I think my hard drive is dead. Can I replace it myself? I've installed RAM in a PC and have some PC guru friends that have built PC's from parts.

Problem description is as follows:
I began having trouble last week with playback on my recordings and re-winding live programming. When watching live TV, everything is fine. I also noticed I could hear the hard disk screeching.

I've reset it several times in the last week in several different ways (red reset button, unplugging the receiver, settting menu reset). Last night, in a last ditch effort, I unplugged it over night. This morning, it won't boot up after an hour and a half.

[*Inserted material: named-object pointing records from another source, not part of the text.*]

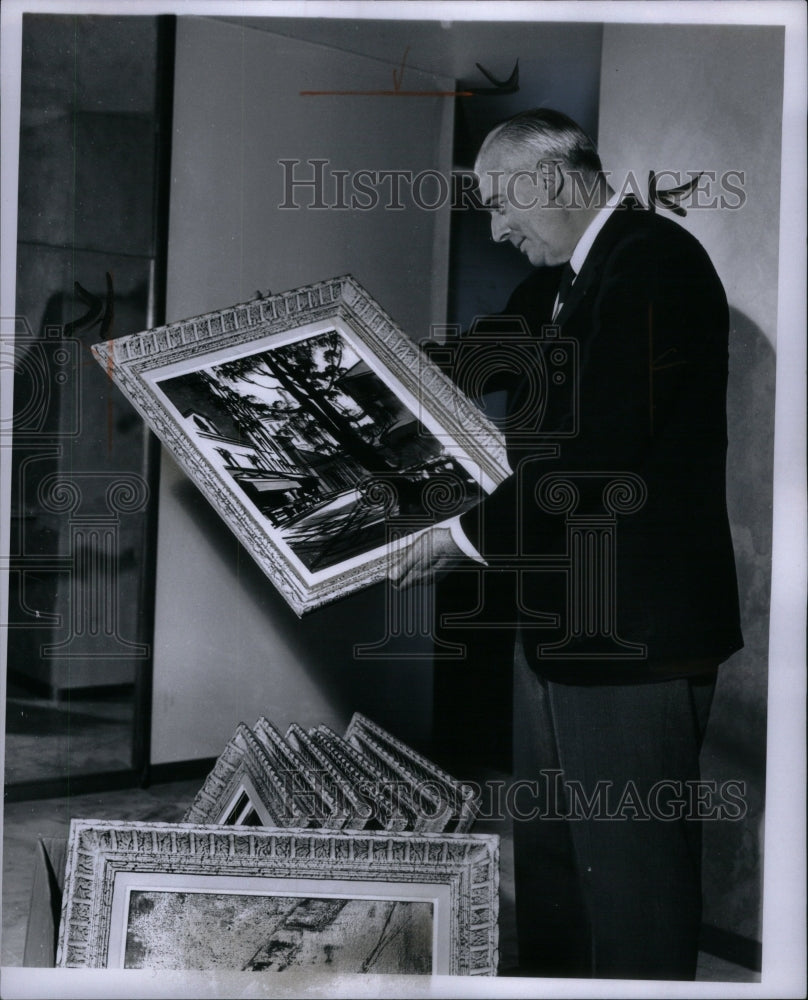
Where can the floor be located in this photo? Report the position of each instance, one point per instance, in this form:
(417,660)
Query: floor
(75,735)
(46,739)
(25,822)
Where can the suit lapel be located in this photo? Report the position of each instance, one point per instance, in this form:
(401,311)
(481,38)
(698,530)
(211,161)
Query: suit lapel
(618,222)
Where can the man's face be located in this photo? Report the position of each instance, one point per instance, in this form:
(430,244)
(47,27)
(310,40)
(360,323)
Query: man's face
(526,210)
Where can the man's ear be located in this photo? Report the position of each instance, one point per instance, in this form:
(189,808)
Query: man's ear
(553,178)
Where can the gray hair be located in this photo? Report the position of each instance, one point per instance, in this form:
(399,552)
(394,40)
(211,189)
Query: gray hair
(548,134)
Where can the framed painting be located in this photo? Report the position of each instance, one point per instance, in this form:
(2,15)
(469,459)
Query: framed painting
(245,789)
(441,795)
(180,896)
(315,427)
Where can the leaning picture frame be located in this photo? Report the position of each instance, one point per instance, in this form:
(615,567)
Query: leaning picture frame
(318,430)
(184,896)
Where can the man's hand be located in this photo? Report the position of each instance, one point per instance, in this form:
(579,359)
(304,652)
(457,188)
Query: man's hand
(427,556)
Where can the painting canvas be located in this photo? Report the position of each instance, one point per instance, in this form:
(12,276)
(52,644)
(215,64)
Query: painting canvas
(269,933)
(316,428)
(190,897)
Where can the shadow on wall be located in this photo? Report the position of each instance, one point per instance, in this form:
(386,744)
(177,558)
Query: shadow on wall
(735,743)
(394,688)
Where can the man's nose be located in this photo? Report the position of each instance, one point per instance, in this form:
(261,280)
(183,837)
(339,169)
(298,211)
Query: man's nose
(499,229)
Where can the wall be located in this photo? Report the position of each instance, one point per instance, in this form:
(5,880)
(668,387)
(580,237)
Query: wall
(227,648)
(711,99)
(88,154)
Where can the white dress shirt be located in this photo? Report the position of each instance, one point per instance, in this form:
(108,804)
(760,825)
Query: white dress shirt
(579,255)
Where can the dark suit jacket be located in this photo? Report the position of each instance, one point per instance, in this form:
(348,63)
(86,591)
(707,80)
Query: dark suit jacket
(633,389)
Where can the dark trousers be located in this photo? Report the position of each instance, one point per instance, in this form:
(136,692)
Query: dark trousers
(607,859)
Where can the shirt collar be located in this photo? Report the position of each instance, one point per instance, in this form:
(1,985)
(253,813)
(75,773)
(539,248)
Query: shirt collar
(590,234)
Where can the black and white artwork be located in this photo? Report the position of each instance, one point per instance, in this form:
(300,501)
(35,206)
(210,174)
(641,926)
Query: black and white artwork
(198,930)
(315,427)
(311,435)
(240,244)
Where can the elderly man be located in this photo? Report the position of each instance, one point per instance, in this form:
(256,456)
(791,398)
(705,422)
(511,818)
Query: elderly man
(614,522)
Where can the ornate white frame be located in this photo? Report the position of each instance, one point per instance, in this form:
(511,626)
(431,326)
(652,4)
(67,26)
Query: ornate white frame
(462,868)
(132,362)
(243,767)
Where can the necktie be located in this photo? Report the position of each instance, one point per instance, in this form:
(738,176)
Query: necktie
(567,278)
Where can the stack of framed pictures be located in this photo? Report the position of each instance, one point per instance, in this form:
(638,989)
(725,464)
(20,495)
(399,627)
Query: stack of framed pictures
(305,852)
(365,780)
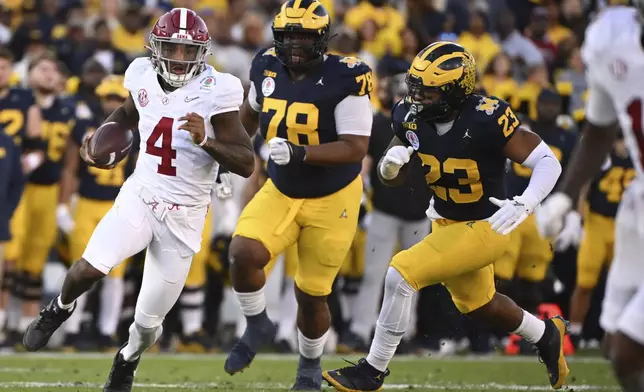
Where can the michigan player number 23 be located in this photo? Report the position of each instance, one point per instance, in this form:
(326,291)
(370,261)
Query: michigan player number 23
(454,166)
(302,119)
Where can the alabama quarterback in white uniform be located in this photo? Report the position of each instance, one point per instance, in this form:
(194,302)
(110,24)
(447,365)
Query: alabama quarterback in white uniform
(613,53)
(187,116)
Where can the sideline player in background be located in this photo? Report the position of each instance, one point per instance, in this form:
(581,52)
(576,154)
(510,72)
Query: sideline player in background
(11,184)
(97,189)
(398,217)
(40,197)
(463,141)
(21,120)
(187,115)
(528,254)
(596,248)
(314,111)
(613,53)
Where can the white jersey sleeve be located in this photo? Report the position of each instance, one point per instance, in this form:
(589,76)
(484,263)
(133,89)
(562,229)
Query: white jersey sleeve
(614,61)
(229,95)
(133,73)
(353,116)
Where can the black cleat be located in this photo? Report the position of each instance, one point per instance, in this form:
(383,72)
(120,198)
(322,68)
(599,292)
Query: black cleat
(40,330)
(306,384)
(357,378)
(551,351)
(239,358)
(121,376)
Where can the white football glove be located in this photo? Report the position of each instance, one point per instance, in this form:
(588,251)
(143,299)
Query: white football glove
(550,217)
(224,189)
(283,152)
(431,211)
(571,233)
(278,151)
(511,213)
(395,158)
(64,219)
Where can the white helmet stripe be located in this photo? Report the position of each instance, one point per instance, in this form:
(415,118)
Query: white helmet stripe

I've seen two error reports. One says the hard disk has an error and it will attempt to fix it. I see a status bar indicating it's checking the disk and 0% progress. The status bar never progresses and it jumps to a re-start. The second message says, "A problem has been detected in the storage device". When you select, "Reboot", it runs the re-start process.

I'm getting that deja vu feeling. I ordered HD programming as soon as it was available. I went through three receivers and lots of heated discussions with D* before I finally got a receiver that worked. I then bought this HD DVR in Feb 08. I love D* programming but, their hardware is crap. It's obvious that they know their hardware is crap. Their warranties last only 3 months.


----------



## Jhon69 (Mar 28, 2006)

mchattod said:


> I think my hard drive is dead. Can I replace it myself? I've installed RAM in a PC and have some PC guru friends that have built PC's from parts.
> 
> Problem description is as follows:
> I began having trouble last week with playback on my recordings and re-winding live programming. When watching live TV, everything is fine. I also noticed I could hear the hard disk screeching.
> ...


Your best bet is to call DirecTV for a replacement,because chances are you are leasing your DVR,unless you paid $400. to $700. for it.Good Luck!


----------